Governance often ends up as the silent "G" in ESG, but it is a key element of sustainable investing. How well a company is governed, and how well it manages external (and internal) governance risks, affects both its longer-term prospects and your returns too.
Listing rules in the UK are currently being reviewed, and governance is an important part of this, as my colleague James Gard explained this week.
To that end we've used Morningstar Sustainalytics' Governance Risk Score to assess just how exposed FTSE 100 companies' revenues are to governance-related issues – but also how well their leadership teams manage ESG risk overall.
On the regulatory side, to be listed on the London Stock Exchange and included in the FTSE 100, companies must have certain governance procedures in place in areas such as auditing and board structures. So when pitted against the Governance Risk Score scale, such companies often score better than smaller but similar companies.
The Sustainalytics scores are displayed as a number between 0 and 100, though most scores range between 0 and 25. For FTSE 100 companies, the highest score is 12.64, and belongs to mining giant Glencore (GLEN).
This score measures the degree to which a company's economic value may be at risk because of governance factors. Governance risk represents unmanaged governance risk exposure after taking into account a company's management of such risks.
However, Morningstar Sustainalytics also takes into account how well these risks are managed by the company in its overall ESG Risk Management Classification. To take Glencore as an example once more, its management is found to be Strong (over Weak and Average). This score can be a helpful guide, especially when considering companies that operate in sectors considered to be morally or ethically, or environmentally high-risk.
This also goes for the second- and third-highest scoring companies: British American Tobacco (BATS) and Lloyds Banking Group (LLOY). Admiral (ADM) is considered to have Average ESG risk management, and, as it's number four in terms of governance risk-exposed revenue, is the company with the highest score among those with average management.
In the FTSE 100, 20 stocks are classified as having average ESG risk management. The largest by market capitalisation is betting company Flutter Entertainment (FLTR), which has by far the highest risk exposure in the consumer cyclical sector.
The next two by market cap are Ashtead (AHT) and Sage (SGE), both rated by Morningstar (Ashtead is trading at fair value while Sage is slightly overvalued, Morningstar analysts say).
While the management of risk is considered to be average for these, both have relatively low exposure to governance risk, at 5.34 and 4.92, respectively. For reference, the portfolio governance risk score of a FTSE 100 tracker fund is around 6.70.
Breaking down the average scores of each sector shows just how varied each category can be. The largest disparity is basic materials – the average score for the eight companies in this sector is 5.40, but this ranges from one of the overall lowest-scoring companies, Mondi (MNDI), at 2.50, to highest-scoring Glencore at 12.64.
At the opposite end, the utilities category is the narrowest between minimum and maximum (a standard deviation of 0.44 for those interested). The average score for the five FTSE 100 utilities firms is 4.30.
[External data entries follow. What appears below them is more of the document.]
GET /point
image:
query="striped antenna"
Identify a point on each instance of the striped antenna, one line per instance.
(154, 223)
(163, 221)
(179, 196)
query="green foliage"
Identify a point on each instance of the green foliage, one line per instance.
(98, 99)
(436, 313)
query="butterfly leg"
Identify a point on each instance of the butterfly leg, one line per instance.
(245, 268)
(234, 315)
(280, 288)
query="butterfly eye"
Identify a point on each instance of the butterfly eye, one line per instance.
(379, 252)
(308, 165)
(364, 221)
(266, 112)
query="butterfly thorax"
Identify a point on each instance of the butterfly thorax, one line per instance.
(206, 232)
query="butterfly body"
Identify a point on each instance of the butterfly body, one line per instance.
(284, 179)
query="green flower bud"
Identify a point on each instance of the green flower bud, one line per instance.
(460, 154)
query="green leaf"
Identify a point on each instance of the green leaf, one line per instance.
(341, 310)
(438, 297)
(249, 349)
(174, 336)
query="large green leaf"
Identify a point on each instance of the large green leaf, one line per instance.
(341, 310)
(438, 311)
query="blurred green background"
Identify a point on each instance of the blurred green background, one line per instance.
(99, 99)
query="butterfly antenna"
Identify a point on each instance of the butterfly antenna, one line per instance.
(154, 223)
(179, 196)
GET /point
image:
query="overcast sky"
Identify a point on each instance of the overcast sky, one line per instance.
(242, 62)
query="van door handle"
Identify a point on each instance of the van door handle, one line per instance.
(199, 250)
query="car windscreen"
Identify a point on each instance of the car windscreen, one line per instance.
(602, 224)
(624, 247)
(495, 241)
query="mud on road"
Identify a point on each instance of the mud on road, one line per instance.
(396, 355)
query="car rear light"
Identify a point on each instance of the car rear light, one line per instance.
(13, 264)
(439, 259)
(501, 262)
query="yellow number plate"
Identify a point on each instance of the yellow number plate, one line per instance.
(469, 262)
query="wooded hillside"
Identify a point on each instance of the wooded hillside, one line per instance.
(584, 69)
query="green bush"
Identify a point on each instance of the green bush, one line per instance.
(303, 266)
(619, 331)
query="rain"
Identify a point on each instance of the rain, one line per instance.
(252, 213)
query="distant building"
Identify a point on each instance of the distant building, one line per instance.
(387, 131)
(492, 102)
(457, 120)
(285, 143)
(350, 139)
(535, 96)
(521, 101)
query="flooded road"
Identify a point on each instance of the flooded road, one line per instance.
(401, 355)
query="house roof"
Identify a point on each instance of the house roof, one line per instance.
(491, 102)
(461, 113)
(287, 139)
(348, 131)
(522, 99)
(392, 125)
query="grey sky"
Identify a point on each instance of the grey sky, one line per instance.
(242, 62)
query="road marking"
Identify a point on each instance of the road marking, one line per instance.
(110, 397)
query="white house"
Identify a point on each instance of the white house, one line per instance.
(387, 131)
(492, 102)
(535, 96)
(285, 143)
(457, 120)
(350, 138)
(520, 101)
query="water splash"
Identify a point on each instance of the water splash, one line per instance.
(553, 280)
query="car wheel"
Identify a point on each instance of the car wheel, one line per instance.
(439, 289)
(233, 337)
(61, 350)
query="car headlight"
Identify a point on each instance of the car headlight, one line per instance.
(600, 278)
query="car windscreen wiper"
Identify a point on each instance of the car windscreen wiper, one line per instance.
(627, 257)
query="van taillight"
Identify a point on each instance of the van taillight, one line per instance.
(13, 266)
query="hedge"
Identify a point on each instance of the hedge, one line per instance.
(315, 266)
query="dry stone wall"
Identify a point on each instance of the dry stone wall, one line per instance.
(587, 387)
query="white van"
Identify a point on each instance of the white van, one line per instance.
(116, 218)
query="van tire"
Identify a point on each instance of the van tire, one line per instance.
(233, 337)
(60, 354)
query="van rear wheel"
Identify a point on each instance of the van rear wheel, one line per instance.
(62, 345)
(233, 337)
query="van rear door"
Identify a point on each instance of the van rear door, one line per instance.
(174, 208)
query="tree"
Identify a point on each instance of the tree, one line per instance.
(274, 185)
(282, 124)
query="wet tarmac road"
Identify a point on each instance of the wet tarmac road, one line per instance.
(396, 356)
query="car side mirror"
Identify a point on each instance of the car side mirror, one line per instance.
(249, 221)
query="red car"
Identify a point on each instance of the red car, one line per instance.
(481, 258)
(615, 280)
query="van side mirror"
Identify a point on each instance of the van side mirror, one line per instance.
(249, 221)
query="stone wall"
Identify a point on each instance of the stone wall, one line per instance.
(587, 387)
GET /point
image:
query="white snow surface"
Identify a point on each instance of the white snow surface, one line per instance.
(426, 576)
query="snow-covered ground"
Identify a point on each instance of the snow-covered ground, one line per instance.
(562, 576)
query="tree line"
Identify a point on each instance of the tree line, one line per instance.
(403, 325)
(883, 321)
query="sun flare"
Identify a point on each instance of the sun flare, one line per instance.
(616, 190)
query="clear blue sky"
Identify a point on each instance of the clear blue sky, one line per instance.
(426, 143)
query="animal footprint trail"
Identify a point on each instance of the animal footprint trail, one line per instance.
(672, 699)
The largest sectors are consumer cyclical (17 stocks), financial services (17 stocks) and industrials (16 stocks). The first two sectors have particularly large spreads, but financial services firms have by far the highest average governance risk score.
Compared with the scatterplot higher up, the financial services companies in green account for several of the higher-risk companies, explaining the average of 9.02. Aviva's (AV.) low score helps offset some of this at 5.04.
What Next for Governance Risk Management?
Earlier this week, Morningstar's director of policy research Andy Pettit wrote about the changes coming for product governance and the declining attractiveness of the London Stock Exchange as a listing venue of choice for public companies.
The UK Corporate Governance Code, or CGC, is a key part of UK listing rules and the Financial Reporting Council is expected to publish an updated version of the code imminently. Transparency and disclosure are key tools to balance the risks of a new regime, providing enough information and the chance to influence companies' behaviour. Morningstar Sustainalytics' data can also assist in building this picture.
But Pettit also highlights thatthe FRC is keen to explore ways of ensuring reporting requirements and guidance are proportionate, and maintaining effective corporate governance and stewardship to promote growth and competitiveness.
To that end, it also wants to engage with stakeholders on a review of the UK Stewardship Code, as envisaged in the white paper Restoring Trust in Audit and Corporate Governance, including understanding how it works in practice and what changes may be required.